Owing to the heterogeneous presentation and low prevalence, diagnosis of PAD can be challenging. This is evident from the reported median delay in diagnosis of between 2 and 10 years, which has not improved substantially over the past five decades [7,8,9,10,11,12]. This diagnostic delay is associated with increased morbidity and mortality, as effective therapies are available [12,13,14]. A timely diagnosis may also result in substantial healthcare cost savings, even when taking the cost of treatment into consideration [15]. Reducing the diagnostic delay of PAD is thus of key importance [12].

To this end, we have developed an algorithm that can be used to detect patients with a high risk of PAD in a primary care setting [16]. An advantage of focusing on primary care is that most patients initially present their complaints to a general practitioner (GP), especially in countries where the GP has a gatekeeper function to secondary care. This allows detection of PAD patients in an early phase. In addition, primary care electronic health records (EHRs) encompass a comprehensive overview of the symptoms for which a patient has sought medical care. In contrast, in secondary care, usually, only the symptoms for which a patient has been referred are documented structurally. For example, if a patient is referred for suspected inflammatory bowel disease, the secondary care EHR might not include recurrent respiratory tract infections for which a patient has visited the GP. Focusing on primary care thus allows screening for a broad range of PAD symptoms at an early stage.

The algorithm is based on structured EHR data including diagnostic codes, antibiotic prescriptions, laboratory results, and the number of visits to the GP. Focusing on structured EHR data enables the application of the algorithm in an automated manner to large databases. The aim of this study was to clinically validate and optimize the algorithm by applying it to a primary care database. Patients identified by the algorithm as being at increased risk of PAD were invited for laboratory evaluation of immunoglobulin levels and referred to an immunologist if deemed clinically necessary.

Methods

Details on the algorithm have been reported previously and in Table S1 [16]. In short, the algorithm was developed using EHR data from PAD patients (University Medical Centre Utrecht), aggregated subgroup data from control groups (Julius General Practitioner Network (JHN) Utrecht), literature, and clinical expertise [17]. The algorithm encompasses 107 items within eight categories: “Antibiotic prescriptions,” “Respiratory tract infections” (RTI), “Gastro-intestinal (GI) complaints,” “Other infections,” “Auto-immune symptoms,” “Malignancies, lymphoproliferative- and other symptoms,” “Laboratory values,” and “Number of visits to the GP.”

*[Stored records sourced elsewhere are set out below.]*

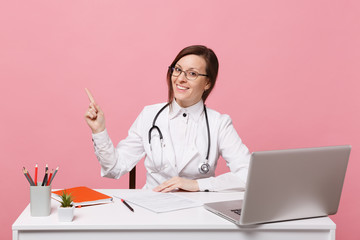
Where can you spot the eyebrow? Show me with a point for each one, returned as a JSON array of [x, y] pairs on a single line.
[[178, 65]]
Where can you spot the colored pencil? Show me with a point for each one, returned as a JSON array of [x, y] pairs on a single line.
[[52, 178], [45, 178], [36, 169], [28, 174], [48, 183], [27, 177]]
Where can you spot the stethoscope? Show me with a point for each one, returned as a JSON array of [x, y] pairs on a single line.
[[204, 167]]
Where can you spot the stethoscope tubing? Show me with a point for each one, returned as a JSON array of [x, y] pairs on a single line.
[[204, 167]]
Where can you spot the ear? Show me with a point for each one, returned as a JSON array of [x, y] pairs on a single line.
[[208, 85]]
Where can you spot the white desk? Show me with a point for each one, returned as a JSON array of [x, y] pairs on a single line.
[[115, 221]]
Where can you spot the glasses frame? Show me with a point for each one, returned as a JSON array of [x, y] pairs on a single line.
[[185, 72]]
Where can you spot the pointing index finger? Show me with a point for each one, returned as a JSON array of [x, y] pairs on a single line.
[[91, 98]]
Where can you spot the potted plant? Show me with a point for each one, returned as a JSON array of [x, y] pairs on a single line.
[[66, 209]]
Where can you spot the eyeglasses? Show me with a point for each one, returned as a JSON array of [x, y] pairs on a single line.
[[189, 74]]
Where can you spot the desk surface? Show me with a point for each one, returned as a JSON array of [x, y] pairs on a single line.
[[115, 216]]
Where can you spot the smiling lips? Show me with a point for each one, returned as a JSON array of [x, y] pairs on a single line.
[[181, 87]]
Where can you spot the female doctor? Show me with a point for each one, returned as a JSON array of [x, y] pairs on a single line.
[[182, 139]]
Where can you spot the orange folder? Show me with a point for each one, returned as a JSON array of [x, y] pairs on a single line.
[[83, 196]]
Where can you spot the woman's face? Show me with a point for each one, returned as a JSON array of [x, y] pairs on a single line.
[[189, 92]]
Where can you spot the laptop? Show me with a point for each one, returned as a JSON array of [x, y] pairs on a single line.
[[289, 184]]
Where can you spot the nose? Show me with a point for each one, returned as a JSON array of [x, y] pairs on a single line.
[[182, 77]]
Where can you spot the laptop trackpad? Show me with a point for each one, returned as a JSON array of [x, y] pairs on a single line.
[[227, 209]]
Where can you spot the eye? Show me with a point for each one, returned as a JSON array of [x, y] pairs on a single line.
[[192, 73]]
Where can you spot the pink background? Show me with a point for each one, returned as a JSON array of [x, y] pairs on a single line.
[[289, 77]]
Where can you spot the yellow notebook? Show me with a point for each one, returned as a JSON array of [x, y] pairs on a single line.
[[83, 196]]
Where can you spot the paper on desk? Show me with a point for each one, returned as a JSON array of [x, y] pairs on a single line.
[[158, 202]]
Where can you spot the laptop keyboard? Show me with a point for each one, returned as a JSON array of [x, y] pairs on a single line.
[[237, 211]]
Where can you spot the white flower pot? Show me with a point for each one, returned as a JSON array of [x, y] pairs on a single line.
[[66, 214]]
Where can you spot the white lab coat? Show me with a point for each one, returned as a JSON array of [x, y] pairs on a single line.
[[225, 141]]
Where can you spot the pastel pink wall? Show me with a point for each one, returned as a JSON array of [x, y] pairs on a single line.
[[289, 77]]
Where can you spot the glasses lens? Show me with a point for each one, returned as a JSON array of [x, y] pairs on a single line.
[[176, 71], [191, 75]]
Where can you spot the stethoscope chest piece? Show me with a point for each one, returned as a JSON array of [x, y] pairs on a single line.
[[204, 168]]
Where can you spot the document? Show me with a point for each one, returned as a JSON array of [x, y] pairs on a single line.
[[158, 202]]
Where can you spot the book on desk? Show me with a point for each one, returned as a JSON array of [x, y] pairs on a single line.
[[83, 196]]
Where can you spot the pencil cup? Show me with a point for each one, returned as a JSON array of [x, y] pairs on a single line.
[[40, 200]]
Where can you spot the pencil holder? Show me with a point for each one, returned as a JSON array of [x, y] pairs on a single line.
[[40, 204]]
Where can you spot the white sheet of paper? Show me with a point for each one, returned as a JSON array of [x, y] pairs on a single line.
[[158, 202]]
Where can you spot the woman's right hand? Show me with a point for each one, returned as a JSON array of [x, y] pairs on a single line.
[[94, 116]]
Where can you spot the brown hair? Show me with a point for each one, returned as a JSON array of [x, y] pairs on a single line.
[[212, 67]]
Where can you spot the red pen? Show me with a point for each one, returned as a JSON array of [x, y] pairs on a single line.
[[48, 183], [35, 175]]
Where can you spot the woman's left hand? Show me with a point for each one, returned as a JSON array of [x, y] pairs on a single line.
[[178, 183]]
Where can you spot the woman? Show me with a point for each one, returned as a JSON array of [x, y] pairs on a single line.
[[181, 139]]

In the current study, the algorithm was applied to a JHN data set containing 61,172 EHRs from 13 general practices. All patients in the JHN database were offered an opt-out prior to registration. EHR data were extracted for a certain period before the “censoring date” (e.g., 4 years for antibiotics; Table S1). Usually, this was the date of application of the algorithm to the database (8 February 2022). For certain uncommon diagnoses that can be both a complication of PAD and also the cause of a secondary antibody deficiency (SAD; e.g., non-Hodgkin lymphoma), the censoring date was the registration date of this ambiguous diagnosis (Table S1).

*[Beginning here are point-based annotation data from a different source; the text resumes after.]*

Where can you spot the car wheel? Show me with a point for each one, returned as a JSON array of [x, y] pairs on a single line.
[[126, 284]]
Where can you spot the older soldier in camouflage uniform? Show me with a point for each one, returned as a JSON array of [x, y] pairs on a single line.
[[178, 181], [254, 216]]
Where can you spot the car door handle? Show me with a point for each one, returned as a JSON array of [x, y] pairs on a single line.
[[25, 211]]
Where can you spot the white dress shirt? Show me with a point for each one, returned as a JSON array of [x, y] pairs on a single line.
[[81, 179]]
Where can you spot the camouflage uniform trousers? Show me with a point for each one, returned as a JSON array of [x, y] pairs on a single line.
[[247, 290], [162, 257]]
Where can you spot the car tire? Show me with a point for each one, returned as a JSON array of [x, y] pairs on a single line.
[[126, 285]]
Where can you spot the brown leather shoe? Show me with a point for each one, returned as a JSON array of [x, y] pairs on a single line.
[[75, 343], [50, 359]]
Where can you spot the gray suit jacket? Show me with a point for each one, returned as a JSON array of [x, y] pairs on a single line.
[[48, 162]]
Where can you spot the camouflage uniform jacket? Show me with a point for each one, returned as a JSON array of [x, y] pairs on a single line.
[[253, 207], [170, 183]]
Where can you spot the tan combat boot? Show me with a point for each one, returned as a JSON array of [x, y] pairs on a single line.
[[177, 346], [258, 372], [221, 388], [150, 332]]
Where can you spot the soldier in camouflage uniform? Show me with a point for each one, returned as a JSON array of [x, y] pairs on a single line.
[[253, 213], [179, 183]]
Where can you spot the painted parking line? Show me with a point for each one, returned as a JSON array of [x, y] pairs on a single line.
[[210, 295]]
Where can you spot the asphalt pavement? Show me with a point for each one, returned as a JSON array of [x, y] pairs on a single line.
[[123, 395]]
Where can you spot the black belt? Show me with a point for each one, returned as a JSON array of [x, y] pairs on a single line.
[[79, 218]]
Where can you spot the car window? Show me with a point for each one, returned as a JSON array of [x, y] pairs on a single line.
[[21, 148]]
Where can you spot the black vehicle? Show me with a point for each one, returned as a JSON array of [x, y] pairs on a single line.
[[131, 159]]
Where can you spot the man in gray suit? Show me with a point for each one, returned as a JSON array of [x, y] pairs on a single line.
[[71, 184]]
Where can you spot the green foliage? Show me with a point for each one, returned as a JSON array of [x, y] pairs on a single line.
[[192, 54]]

As the estimated prevalence of PAD is 1:1700–1:25,000, 2–36 PAD cases were a priori expected to be present in the data set of 61,172 patients [4,5,6]. Previous PID-screening studies selected 0.1–0.4% of their population for further analysis [18, 19]. Based on the above, expert opinion, and feasibility, we aimed to screen the 400 highest scoring EHRs to confirm eligibility. Of the remaining patients, we aimed to include at least 100 patients (0.2% of the data set) for laboratory analysis. See Fig. 1 for an overview of the study flow. We focused on patients aged 12–70 years because PAD usually presents in the second to fourth decade of life, because of restrictions regarding study participation of patients < 12 years, and because differing clinical presentations have been described for children versus adults [8, 20,21,22,23].

Fig. 1
figure 1

Overview of study flow. EHR electronic health record, GP general practitioner, ICPC International Classification of Primary Care, JHN Julius General Practitioner Network, PAD primary antibody deficiency. aPrevalence was determined based on the 10 PAD patients in this data set. bThis selection included patients with a rank number < 400 due to an error in data extraction (see the “Results” section and Table S6)

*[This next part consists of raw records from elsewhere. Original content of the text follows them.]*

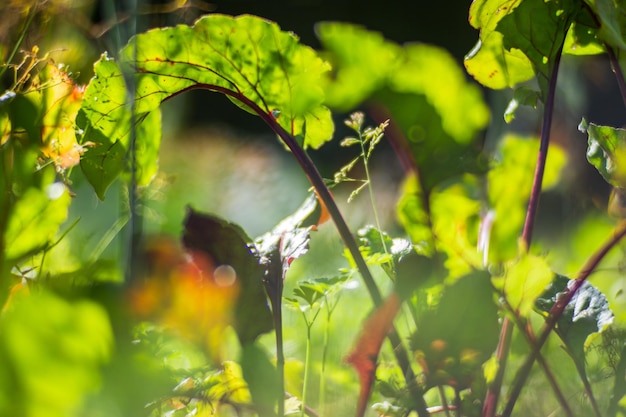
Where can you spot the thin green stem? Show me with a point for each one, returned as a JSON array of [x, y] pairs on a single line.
[[322, 401], [307, 360], [370, 189], [557, 311], [506, 332]]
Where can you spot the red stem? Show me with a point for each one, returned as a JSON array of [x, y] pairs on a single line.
[[506, 332]]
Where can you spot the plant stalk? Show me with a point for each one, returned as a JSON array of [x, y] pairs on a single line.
[[307, 359], [323, 193], [557, 310], [506, 332]]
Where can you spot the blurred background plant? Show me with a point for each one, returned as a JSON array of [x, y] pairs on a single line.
[[77, 339]]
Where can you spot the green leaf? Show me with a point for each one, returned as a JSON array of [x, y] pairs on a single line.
[[262, 379], [519, 40], [606, 150], [247, 58], [587, 313], [456, 336], [523, 96], [523, 282], [227, 244], [432, 72], [104, 119], [611, 15], [313, 290], [362, 61], [419, 87], [515, 163], [50, 354]]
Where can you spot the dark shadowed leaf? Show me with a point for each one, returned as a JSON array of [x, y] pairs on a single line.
[[262, 379], [518, 40], [227, 244], [364, 354], [606, 150]]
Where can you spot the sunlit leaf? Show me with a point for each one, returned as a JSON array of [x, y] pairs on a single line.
[[457, 335], [60, 99], [523, 96], [606, 151], [104, 120], [523, 282], [587, 313], [35, 220], [518, 40], [419, 87], [313, 290], [245, 57], [227, 245], [362, 61], [515, 164], [51, 353], [187, 294], [262, 379]]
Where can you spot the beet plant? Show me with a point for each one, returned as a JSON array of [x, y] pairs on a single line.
[[463, 300]]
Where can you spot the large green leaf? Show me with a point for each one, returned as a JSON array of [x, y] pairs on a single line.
[[50, 354], [523, 282], [35, 220], [518, 40], [612, 17], [588, 312], [419, 87], [104, 120], [362, 62], [514, 164], [249, 59], [606, 151]]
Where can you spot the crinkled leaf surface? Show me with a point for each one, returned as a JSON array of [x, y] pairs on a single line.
[[523, 282], [35, 220], [362, 62], [457, 335], [286, 242], [587, 313], [518, 40], [364, 354], [606, 150], [419, 87], [57, 348], [247, 58], [515, 163], [313, 290], [227, 244]]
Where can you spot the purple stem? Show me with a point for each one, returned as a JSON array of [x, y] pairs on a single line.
[[506, 332]]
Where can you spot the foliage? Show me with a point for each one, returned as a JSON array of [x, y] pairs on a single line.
[[194, 319]]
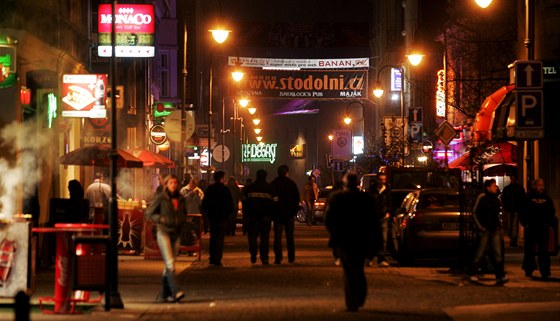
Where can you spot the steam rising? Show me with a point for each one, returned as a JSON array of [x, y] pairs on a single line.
[[25, 146]]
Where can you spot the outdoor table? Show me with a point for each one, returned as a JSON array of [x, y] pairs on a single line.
[[63, 268]]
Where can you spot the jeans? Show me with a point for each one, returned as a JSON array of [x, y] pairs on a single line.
[[290, 243], [536, 243], [169, 243], [494, 240], [259, 227], [513, 225]]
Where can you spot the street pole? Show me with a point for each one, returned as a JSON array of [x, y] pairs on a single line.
[[531, 156], [183, 112], [114, 297], [209, 172]]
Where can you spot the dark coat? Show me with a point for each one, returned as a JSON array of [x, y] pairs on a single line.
[[288, 198], [538, 211], [488, 211], [349, 221], [217, 203], [260, 200], [162, 212]]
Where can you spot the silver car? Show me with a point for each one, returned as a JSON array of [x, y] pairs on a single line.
[[427, 225]]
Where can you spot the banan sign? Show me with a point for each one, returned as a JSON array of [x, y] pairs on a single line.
[[258, 153]]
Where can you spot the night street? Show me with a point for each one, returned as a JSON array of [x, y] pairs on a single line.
[[312, 289]]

Exclusion criteria (Table 1) for which International Classification of Primary Care (ICPC) codes were available were applied by the algorithm to the population of 61,172 patients and include previously diagnosed (secondary) immunodeficiencies. Subsequently, exclusion criteria were verified manually in the 400 EHRs selected for screening. This was performed in a two-step manner owing to COVID-19 restrictions. First, pseudonymized EHRs were screened remotely from a secured server, and subsequently, remaining patients were discussed with the GP on location.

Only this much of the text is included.